A couple of points: Autoscaling is your friend. If you're not leveraging it (mul...

spullara · on Sept 25, 2014

They are not rotating capacity for updates. They are patching a Xen security issue that will be announced on Oct 1. That is why they are rebooting machines and not forcing moves off of those machines. Otherwise, I agree with the advice.

coolbeans01 · on Sept 25, 2014

Could you please confirm or provide evidence for such speculation?

I don't see anything about this on google.

I heard it is because they are having power issues within their datacenter.

jabo · on Sept 25, 2014

May be this: http://xenbits.xen.org/xsa/

XSA-108 2014-10-01 12:00 (Prereleased, but embargoed)

coolbeans01 · on Sept 25, 2014

Cool speculation!

Anyone with anything concrete?

I still heard it is power issues.

reedloden · on Sept 25, 2014

Not sure how power issues would affect every single region. Logic dictates it's likely a security issue.

jsmthrowaway · on Sept 25, 2014

I'd just like to point out that you asked for concrete, then speculated based on something you heard.

aioprisan · on Sept 25, 2014

Aren't you speculating as well?

mdellabitta · on Sept 25, 2014

Restarting an instance (not stop-start) doesn't change the hardware you're on, so I don't think this has a physical explanation.

tehmasp · on Sept 25, 2014

all of our instances scheduled for maint. are indeed system-reboot event types; it is indeed a stop/start situation.
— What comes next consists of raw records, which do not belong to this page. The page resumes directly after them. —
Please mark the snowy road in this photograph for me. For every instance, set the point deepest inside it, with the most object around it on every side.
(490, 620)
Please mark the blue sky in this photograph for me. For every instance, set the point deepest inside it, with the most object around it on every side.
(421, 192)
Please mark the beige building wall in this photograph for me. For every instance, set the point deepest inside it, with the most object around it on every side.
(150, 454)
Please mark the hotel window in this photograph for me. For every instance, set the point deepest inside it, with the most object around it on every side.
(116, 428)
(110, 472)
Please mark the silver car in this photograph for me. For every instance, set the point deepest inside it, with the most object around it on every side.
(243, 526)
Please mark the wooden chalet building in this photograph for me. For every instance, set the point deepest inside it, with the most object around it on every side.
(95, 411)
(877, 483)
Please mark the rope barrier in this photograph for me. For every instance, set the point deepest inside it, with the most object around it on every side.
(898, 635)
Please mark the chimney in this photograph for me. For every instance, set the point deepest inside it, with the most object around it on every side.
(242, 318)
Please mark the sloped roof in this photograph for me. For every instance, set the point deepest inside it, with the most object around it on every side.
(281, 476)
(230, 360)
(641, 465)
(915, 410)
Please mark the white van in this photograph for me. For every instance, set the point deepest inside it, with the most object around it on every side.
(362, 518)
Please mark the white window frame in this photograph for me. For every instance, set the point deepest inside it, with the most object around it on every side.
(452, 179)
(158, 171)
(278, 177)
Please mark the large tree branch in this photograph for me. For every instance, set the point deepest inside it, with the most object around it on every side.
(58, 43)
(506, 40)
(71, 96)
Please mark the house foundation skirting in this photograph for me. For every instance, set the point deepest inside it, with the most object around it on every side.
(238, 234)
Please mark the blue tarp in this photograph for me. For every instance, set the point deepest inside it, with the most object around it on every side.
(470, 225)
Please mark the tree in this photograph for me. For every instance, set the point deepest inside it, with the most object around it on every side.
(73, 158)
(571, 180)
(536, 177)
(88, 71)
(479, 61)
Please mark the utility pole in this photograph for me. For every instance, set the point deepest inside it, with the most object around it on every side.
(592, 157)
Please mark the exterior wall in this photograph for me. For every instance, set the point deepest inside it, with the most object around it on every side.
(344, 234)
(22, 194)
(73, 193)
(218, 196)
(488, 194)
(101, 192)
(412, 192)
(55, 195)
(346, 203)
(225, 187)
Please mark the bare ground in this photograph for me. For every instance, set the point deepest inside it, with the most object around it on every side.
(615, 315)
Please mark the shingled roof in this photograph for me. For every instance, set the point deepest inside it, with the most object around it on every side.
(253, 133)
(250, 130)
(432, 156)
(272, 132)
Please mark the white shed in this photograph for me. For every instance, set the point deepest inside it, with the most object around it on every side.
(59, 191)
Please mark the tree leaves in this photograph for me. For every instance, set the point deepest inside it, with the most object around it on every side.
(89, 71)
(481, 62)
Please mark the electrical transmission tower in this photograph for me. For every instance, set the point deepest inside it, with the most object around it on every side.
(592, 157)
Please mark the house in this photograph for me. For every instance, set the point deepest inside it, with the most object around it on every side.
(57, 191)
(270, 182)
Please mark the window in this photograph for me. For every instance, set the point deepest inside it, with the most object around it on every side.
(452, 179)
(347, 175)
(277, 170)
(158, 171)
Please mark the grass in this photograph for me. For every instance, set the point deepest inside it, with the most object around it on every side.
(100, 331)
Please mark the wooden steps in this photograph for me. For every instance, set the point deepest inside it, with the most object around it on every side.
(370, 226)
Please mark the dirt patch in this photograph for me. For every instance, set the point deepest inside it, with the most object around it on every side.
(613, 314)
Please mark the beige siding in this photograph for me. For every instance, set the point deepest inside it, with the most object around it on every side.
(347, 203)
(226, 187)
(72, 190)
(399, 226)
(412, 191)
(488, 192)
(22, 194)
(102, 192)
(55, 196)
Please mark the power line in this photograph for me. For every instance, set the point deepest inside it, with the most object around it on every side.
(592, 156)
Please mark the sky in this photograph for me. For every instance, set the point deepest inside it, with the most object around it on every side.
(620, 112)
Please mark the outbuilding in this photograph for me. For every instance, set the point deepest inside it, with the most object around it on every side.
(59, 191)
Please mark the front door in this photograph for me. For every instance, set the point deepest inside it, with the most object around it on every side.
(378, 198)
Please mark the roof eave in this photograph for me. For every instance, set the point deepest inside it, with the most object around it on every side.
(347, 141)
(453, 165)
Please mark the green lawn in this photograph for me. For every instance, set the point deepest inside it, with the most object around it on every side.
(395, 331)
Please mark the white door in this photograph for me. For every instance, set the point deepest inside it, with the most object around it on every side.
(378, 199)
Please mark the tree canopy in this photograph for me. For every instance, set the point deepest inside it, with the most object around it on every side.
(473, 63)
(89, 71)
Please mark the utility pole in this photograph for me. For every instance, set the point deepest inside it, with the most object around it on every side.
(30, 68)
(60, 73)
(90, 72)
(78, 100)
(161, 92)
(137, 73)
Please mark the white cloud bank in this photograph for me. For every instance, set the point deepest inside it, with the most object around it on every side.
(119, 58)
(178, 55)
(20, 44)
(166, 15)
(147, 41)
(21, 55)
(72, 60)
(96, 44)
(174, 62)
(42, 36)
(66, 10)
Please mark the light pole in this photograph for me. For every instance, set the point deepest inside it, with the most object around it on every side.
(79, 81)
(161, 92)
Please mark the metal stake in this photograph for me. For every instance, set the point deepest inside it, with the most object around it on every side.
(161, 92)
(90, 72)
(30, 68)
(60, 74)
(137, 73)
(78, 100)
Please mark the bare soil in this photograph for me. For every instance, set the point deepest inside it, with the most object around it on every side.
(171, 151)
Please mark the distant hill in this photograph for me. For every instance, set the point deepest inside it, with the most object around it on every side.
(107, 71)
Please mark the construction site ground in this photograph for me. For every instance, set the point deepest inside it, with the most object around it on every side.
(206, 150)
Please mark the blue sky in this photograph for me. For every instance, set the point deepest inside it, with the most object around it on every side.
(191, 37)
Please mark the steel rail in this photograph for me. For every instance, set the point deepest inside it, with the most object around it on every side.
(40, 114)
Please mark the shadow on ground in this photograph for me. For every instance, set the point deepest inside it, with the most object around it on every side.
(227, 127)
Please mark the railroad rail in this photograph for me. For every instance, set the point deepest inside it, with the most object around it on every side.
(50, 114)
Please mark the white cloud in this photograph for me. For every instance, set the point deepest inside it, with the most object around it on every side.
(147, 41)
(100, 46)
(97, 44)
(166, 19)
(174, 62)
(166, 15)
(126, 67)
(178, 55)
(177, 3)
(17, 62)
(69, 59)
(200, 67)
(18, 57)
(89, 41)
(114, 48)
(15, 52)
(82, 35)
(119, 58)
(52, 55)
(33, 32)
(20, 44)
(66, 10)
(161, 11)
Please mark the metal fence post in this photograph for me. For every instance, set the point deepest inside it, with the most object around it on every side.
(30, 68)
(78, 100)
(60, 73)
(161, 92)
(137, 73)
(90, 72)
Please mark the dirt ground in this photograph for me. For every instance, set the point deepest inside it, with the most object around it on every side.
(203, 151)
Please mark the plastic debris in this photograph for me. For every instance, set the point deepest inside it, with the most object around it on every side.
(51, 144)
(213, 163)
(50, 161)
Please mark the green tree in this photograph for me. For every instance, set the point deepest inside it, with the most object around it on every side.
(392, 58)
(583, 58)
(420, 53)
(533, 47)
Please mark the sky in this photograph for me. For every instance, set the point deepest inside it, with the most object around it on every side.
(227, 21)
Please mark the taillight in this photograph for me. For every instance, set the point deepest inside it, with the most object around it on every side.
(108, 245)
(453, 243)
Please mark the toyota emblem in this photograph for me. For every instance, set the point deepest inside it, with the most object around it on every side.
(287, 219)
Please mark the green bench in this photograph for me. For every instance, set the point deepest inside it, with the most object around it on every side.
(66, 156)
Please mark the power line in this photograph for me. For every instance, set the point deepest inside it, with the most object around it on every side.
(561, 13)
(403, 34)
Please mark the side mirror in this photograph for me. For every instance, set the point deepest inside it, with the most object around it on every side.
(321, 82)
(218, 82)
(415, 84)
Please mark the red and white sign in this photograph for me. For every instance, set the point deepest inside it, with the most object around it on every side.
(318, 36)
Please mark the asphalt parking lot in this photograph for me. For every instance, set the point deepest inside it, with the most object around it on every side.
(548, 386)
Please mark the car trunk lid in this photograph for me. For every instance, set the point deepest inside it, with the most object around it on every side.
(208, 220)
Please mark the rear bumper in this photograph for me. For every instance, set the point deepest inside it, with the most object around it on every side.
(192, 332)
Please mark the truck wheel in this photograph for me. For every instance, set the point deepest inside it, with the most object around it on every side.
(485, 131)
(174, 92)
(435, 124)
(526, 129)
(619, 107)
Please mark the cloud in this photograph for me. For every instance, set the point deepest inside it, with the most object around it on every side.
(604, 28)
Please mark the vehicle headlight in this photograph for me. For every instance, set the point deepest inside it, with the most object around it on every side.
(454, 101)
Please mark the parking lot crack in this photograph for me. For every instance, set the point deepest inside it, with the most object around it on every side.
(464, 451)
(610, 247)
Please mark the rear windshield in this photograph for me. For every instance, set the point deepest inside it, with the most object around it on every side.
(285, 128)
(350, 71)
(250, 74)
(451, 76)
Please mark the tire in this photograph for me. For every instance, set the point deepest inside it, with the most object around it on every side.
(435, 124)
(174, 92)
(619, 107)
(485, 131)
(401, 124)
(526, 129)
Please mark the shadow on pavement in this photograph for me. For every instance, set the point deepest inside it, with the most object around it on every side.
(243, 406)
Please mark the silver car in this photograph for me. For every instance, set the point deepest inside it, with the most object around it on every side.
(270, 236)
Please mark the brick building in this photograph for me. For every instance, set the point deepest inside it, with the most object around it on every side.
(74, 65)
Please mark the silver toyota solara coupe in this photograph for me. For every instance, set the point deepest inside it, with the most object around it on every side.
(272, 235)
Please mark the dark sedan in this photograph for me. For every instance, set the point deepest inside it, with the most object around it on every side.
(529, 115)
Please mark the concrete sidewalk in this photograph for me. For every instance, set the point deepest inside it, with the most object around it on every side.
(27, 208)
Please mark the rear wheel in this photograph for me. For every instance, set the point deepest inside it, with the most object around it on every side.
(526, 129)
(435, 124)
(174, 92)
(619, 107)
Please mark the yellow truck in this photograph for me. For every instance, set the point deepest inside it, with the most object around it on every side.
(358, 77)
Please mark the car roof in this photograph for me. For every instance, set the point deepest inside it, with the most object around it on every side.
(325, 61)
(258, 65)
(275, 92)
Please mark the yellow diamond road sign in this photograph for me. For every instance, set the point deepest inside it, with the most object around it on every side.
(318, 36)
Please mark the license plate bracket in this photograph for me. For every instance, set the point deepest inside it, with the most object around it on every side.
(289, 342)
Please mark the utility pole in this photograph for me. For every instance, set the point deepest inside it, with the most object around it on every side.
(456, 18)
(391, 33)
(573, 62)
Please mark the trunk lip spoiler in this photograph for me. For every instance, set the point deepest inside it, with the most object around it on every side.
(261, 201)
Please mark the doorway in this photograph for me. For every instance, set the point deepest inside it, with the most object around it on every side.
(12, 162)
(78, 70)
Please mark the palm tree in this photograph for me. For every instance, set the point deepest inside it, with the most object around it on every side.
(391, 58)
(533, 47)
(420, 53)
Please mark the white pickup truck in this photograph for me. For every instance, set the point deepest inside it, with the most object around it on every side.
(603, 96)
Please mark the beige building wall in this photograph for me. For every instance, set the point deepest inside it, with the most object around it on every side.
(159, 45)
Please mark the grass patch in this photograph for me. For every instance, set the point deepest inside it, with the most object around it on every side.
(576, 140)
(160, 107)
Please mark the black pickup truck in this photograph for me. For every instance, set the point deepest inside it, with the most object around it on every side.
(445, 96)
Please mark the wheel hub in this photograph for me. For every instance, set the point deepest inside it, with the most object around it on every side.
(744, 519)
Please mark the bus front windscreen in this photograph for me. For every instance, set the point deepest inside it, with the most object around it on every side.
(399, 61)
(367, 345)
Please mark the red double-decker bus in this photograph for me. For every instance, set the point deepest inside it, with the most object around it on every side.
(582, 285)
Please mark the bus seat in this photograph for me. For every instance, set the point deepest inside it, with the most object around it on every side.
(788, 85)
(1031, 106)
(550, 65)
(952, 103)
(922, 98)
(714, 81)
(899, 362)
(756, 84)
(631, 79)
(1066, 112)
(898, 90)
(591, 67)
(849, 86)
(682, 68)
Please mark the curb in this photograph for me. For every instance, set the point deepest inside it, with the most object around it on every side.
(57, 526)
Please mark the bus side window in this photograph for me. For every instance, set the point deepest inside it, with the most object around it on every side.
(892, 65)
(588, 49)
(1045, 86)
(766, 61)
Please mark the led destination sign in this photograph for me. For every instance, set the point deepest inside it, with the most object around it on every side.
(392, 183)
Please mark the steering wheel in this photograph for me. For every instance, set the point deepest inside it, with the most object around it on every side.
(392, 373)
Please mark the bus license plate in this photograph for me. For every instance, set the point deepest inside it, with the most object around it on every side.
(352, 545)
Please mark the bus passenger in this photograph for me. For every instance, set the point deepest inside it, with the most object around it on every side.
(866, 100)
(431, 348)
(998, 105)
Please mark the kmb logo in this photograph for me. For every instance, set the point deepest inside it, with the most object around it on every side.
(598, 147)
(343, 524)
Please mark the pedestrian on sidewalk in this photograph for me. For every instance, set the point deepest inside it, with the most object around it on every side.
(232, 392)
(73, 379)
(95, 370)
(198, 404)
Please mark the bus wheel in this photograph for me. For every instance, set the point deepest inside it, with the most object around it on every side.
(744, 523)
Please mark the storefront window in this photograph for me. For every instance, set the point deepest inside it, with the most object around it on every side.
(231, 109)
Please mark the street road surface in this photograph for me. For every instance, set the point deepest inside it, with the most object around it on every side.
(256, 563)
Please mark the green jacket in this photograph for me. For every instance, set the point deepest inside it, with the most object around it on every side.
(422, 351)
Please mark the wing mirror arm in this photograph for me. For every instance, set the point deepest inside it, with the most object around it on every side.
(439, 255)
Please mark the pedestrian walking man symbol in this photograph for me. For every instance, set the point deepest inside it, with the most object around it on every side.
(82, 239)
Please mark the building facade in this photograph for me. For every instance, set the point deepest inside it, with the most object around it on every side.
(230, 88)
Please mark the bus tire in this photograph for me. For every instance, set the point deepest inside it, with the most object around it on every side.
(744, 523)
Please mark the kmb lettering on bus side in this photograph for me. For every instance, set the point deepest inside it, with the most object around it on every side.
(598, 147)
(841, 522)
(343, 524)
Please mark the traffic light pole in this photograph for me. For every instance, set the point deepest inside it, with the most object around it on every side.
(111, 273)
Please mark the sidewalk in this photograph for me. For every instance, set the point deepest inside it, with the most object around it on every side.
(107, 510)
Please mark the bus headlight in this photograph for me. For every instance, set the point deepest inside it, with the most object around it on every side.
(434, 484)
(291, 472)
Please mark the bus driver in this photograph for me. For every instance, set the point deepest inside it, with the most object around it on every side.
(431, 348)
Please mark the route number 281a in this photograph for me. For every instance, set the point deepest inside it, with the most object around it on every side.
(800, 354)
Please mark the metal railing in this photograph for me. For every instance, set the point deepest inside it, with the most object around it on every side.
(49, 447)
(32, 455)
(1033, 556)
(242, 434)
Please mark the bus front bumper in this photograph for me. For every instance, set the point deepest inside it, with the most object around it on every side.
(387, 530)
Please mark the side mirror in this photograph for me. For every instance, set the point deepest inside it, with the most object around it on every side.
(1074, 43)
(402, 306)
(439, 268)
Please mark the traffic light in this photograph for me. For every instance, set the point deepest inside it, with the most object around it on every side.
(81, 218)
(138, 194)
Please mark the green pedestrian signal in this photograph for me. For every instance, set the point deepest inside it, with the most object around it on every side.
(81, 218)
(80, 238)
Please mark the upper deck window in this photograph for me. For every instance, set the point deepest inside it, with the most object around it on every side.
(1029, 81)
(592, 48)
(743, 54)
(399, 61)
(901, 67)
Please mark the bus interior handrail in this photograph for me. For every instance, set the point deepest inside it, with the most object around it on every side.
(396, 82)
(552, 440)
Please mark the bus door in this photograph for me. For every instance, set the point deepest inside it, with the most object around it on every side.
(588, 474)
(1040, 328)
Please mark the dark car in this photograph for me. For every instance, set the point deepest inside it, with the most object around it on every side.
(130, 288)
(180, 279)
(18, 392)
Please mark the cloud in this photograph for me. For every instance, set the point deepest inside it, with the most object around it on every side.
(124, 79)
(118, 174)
stop/start can possibly put you on another physical - but it all depends on how aws has setup the hypervisors and their instance schedulers.

this, the maint from aws, appears to be security related - but that doesn't mean that aws is not getting folks off of old hardware if they have that desire.

mdellabitta · on Sept 25, 2014

I think it's more complicated than that. Because Amazon is claiming that if you let them handle it, you keep your instance data. That's not a stop-start (at least what we ordinary users can do).

It's more like a system restart with a little downtime managed by them.

You can try a stop-start yourself, but it's not guaranteed to help. And a restart yourself doesn't do anything.

count · on Sept 25, 2014

within their datacenter? Wtf? Do you have any idea how big AWS is?

Xorlev · on Sept 25, 2014

This helps services, but as some point you have to run a database layer too ;) Cassandra helps, but it's not the whole story during large-scale close together reboots like these.

It ends up being a decent bit of manual operator time spent when security patches force AWS to reboot. You have to be pretty careful about any service that can't lose members as quickly due to bootstrap times or technology limitations, e.g. RDBMSes.

For things running in an ASG, it's trivial to let it die or just kill it.

pas256 · on Sept 25, 2014

Each AZ looks to me like it is a day apart. Surely that is enough time.

kennu · on Sept 25, 2014

Autoscaling is your friend, but you can also use "auto-healing" if your stack is built on Amazon's AWS OpsWorks and you just want to keep a single instance alive. It will automatically spawn a replacement instance and reattach and mount any EBS volumes.

eropple · on Sept 25, 2014

My understanding is that that doesn't work correctly in the case of AZ failure; the EBS data isn't duped to another AZ and so your instance will fail to come up. So it's not really a solution.

kennu · on Sept 26, 2014

Quite possible. But it depends on what level of disaster you want to protect yourself from. Single EC2 instance termination is much more common than an entire availability zone going down. I'd say OpsWorks auto-healing is better than just running a standalone EC2 instance, and configuring a full auto-scaling setup with your own custom AMIs and boot scripts is even better, but also much more work.

eropple · on Sept 29, 2014

Fair enough. Not saying it's not usable for some stuff, by any means. (Though OpsWorks in general leaves me feeling a little itchy.)

madaxe_again · on Sept 25, 2014

Yes, isn't it wonderful that you have to completely remake your autoscaling groups every time you add/remove/modify an ELB. Thank Cthulhu (or opscode...) for chef.